AIWiki
Malaysia

Google Vertex AI

Google Vertex AI is a unified machine learning platform on Google Cloud that consolidates data preparation, model training, deployment, and monitoring for both custom-built models and Google's foundation models including Gemini.

6 min readLast updated May 2026Companies & Tools

Google Vertex AI is the managed machine learning platform of Google Cloud, providing an integrated set of services for building, deploying, and managing machine learning models. Announced at Google I/O 2021, Vertex AI consolidated and rebranded several earlier services — AI Platform, AutoML, and Vertex's predecessor offerings — into a single product surface. Vertex AI supports both traditional supervised and unsupervised machine learning workflows and a broad catalogue of foundation models, including Google's first-party Gemini family and third-party models accessible through the Model Garden.

Platform Architecture

Vertex AI is organised around a small number of core resources: datasets, training pipelines, models, endpoints, and predictions. Datasets reside in Google Cloud Storage or BigQuery and can be ingested into Vertex AI for managed processing. Training jobs run on Google-managed infrastructure — including CPUs, NVIDIA GPUs, and Google's Tensor Processing Units (TPUs) — and produce model artifacts that are registered in the Vertex AI Model Registry. Models are deployed to endpoints, which provide auto-scaling online prediction, or executed in batch prediction mode against large datasets.

Auxiliary services include Vertex AI Pipelines, a Kubeflow Pipelines-based orchestration service; Vertex AI Workbench, a managed Jupyter notebook environment; Vertex AI Feature Store, a managed online and offline feature store; Vertex AI Matching Engine, a managed vector similarity search service; Vertex AI Model Monitoring for drift and skew detection; and Vertex AI Experiments for tracking machine learning experiments.

Foundation Models and Generative AI

Vertex AI hosts Google's first-party foundation models through the Generative AI on Vertex AI service. The Gemini family — including Gemini Pro, Gemini Ultra, Gemini Nano, and successor releases — is available with multi-modal input across text, image, audio, and video. Imagen provides text-to-image generation, Imagen Edit and Imagen Customisation support image editing, Chirp is a speech recognition model spanning many languages, and Codey is the family of code generation and completion models.
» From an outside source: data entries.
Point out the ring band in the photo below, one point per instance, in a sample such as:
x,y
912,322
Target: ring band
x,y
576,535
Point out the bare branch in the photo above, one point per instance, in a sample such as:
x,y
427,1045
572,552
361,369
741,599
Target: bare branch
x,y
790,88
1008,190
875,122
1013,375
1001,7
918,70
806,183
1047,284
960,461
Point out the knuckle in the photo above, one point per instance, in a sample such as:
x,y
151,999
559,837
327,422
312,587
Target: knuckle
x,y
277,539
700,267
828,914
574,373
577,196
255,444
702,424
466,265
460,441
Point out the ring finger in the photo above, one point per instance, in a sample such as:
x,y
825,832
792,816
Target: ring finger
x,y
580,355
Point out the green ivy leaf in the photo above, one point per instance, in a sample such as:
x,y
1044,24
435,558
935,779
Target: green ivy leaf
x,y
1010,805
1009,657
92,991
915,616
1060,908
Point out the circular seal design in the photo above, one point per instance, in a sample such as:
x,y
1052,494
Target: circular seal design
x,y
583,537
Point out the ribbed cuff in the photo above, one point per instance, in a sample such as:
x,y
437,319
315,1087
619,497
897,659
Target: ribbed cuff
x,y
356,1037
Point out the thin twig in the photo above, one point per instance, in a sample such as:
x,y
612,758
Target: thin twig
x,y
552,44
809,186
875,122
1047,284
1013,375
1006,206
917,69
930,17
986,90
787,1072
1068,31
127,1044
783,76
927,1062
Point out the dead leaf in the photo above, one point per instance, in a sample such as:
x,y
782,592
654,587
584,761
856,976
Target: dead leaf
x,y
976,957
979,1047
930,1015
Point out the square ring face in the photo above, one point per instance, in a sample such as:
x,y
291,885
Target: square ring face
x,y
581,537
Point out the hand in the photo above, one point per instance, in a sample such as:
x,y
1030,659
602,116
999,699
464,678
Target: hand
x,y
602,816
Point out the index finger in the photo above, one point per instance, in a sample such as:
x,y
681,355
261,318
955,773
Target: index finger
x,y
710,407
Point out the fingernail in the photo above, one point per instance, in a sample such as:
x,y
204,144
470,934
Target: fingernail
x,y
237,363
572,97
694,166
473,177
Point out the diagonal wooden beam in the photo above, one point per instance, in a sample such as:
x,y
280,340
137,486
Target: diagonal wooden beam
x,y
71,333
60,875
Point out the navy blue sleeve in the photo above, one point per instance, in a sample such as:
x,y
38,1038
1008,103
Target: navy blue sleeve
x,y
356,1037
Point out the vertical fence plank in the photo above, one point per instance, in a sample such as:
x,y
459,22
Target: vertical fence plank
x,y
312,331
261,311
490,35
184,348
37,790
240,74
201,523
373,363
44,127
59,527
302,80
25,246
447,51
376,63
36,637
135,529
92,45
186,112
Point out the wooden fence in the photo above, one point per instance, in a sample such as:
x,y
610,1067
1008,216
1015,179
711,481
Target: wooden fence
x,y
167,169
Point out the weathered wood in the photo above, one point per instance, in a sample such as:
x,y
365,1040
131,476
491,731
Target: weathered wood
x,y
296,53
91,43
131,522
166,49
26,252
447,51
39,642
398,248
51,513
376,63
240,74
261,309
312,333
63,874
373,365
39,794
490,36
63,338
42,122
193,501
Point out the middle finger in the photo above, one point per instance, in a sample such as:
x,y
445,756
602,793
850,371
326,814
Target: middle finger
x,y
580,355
The Model Garden offers a curated catalogue of foundation models that includes Google's own models alongside selected partner and open-source models such as Anthropic's Claude, Meta's Llama series, Mistral's open models, and others. Models are accessed through a consistent API surface, with managed serving infrastructure that handles scaling, observability, and tenancy isolation.

AutoML

AutoML in Vertex AI enables users without deep machine learning expertise to train high-quality models on tabular, image, video, and text data by uploading labelled examples and letting the system search neural architectures and hyperparameters automatically. AutoML Tables, AutoML Vision, AutoML Video Intelligence, and AutoML Natural Language address different modalities. The trained models can be deployed to Vertex AI endpoints or exported as containers for deployment elsewhere, including edge devices via Coral.

MLOps Capabilities

Vertex AI provides end-to-end MLOps functionality. Pipelines define the sequence of data preparation, training, evaluation, and deployment steps as a directed acyclic graph that runs in a managed environment with caching and lineage tracking. The Model Registry stores model versions with metadata, evaluations, and approval status, supporting model governance requirements. Endpoint traffic splitting enables canary and blue-green deployments. Model Monitoring tracks input feature distributions, prediction distributions, and explanation-based attributions over time, generating alerts when drift exceeds configured thresholds.

Integration and Pricing

Vertex AI integrates natively with other Google Cloud services including BigQuery for data warehousing, Dataflow for streaming and batch data processing, Pub/Sub for messaging, Cloud Storage for object storage, and Identity and Access Management (IAM) for permissions. Pricing combines compute charges for training and prediction, storage charges for datasets and model artifacts, and per-call or per-token charges for foundation model APIs.

Regional Availability

Vertex AI is available in many Google Cloud regions worldwide. The Singapore region (asia-southeast1) has hosted Vertex AI services from launch, providing low-latency access for Southeast Asian customers. Google Cloud's Malaysia region (Kuala Lumpur, asia-southeast2 announcement) was confirmed for opening with Vertex AI capabilities, supporting in-country data residency for Malaysian customers subject to PDPA and sectoral regulations.

References

  1. Google Cloud. (2021). Announcing Vertex AI: A Unified ML Platform. Google Cloud Blog.
  2. Google Cloud. (2024). Vertex AI Documentation. Mountain View, CA: Google LLC.
  3. Google DeepMind. (2024). Gemini Family Technical Reports. Google DeepMind.
  4. Bank Negara Malaysia. (2024). Policy Document on Risk Management in Technology (RMiT). Kuala Lumpur: BNM.
  5. Government of Malaysia and Google Cloud. (2024). Joint announcement on cloud region and digital transformation collaboration.